Q. HHC and the MetroPlus health plan recently earned Health Home designation from the state. What does that mean?
A. The Health Home is another new model of health care integration, and will focus on more effectively coordinating care for a special population of high cost/high need Medicaid recipients who suffer from two or more chronic diseases, or from a persistent psychiatric or substance abuse disorder. Health Homes receive payments to provide targeted care management and support that improves overall health and reduces the need for unnecessary and expensive emergency department or inpatient services. Now that HHC and MetroPlus together have earned Health Home designation in the four most populous boroughs of our City, we’ll receive state funding to begin creating the care management and care coordination infrastructure that we need to really impact the health status of patients in a positive way. We are seeking additional targeted federal funds to cover the cost of providing health home services to all of our patients, including the uninsured.

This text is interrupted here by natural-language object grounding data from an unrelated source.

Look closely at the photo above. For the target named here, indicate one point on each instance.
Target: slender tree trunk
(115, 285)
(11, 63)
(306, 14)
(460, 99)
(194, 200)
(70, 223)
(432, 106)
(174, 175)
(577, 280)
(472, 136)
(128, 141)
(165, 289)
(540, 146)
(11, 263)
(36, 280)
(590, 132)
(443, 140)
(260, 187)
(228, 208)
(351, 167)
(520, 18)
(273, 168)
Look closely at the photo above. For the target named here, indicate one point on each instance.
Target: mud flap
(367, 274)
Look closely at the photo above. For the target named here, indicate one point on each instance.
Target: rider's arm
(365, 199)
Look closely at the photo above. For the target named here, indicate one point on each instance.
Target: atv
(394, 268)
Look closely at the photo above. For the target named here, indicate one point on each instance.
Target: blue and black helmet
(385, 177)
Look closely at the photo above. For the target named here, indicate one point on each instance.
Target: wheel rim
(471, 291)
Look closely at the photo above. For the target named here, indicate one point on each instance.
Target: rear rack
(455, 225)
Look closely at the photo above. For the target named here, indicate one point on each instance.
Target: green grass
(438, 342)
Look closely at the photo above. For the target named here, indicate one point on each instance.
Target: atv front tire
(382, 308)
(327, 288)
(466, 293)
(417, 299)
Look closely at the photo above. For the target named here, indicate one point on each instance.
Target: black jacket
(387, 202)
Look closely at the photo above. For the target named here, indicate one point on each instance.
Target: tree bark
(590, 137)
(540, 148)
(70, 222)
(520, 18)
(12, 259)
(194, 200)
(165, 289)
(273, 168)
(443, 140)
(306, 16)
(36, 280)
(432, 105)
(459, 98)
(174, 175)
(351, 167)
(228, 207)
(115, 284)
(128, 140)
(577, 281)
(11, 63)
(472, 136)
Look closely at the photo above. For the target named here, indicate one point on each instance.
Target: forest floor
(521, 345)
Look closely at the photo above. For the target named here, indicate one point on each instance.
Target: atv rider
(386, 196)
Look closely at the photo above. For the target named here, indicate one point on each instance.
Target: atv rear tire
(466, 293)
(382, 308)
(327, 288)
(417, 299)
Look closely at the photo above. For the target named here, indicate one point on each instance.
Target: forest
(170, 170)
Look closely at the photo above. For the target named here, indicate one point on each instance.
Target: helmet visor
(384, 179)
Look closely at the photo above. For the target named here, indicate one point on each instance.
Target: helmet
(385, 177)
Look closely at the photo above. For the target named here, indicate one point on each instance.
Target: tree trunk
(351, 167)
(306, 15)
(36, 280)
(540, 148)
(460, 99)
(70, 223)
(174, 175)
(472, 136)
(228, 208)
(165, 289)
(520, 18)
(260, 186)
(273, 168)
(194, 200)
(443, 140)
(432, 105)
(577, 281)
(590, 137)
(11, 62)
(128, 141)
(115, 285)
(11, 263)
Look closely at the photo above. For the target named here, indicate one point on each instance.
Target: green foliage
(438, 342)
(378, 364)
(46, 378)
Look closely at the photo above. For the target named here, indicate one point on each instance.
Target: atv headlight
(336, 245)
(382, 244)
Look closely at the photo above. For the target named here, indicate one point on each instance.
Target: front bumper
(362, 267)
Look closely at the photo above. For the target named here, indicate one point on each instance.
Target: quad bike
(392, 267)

Q. Two years ago HHC embarked on a comprehensive restructuring and cost containment strategy to reduce a projected budget deficit of $1 billion. How’s that going?
A. To date, our efforts have reduced our budget gap by about $450 million and we’ve received about $300 million dollars in additional annual support from the City. However, we must still close a projected gap of several hundred million dollars so our cost containment efforts continue.
Q. What more can be done?
A. One of the best ways to provide services in a more cost effective manner is through Breakthrough, our process improvement program. HHC staff who do the work are often best at determining how to improve our work processes and reduce waste. Over the past four years, Breakthrough-related improvements have resulted in more than $250 million in combined savings and new revenue, quite an impressive result. Another benefit is that through Breakthrough team activity, we are seeing amazing leadership potential emerge among our staff members.
Q. How else is HHC engaging employees?
A. We’ve begun to focus on offering training to some of our employees for the healthcare jobs of the future that relate to healthcare reform. We’re going to need more employees who can function as care managers, care coordinators, patient navigators, etc. We certainly will need more employees who are skilled in information technology to fully develop and support our new electronic medical records system. These should be growth areas in the healthcare workforce for many years to come.
Q. Any final comments?
A. HHC is poised to become a national model for how healthcare organizations must change and adapt to thrive as healthcare reform takes hold. We have a lot going for us, including our own first-rate health plan, MetroPlus, and our home care division. Both will play increasingly critical roles going forward. And we’re getting better at leveraging the power of collaboration and teamwork, as well as developing standard work that helps to more reliably disseminate operational improvements and best clinical practices across our vast system. With all of that, together with our collective deep commitment to our mission and our exceptional workforce, I am more confident than ever that HHC will successfully navigate the turbulence and challenges ahead. We’re public and we’re proud… and we should be.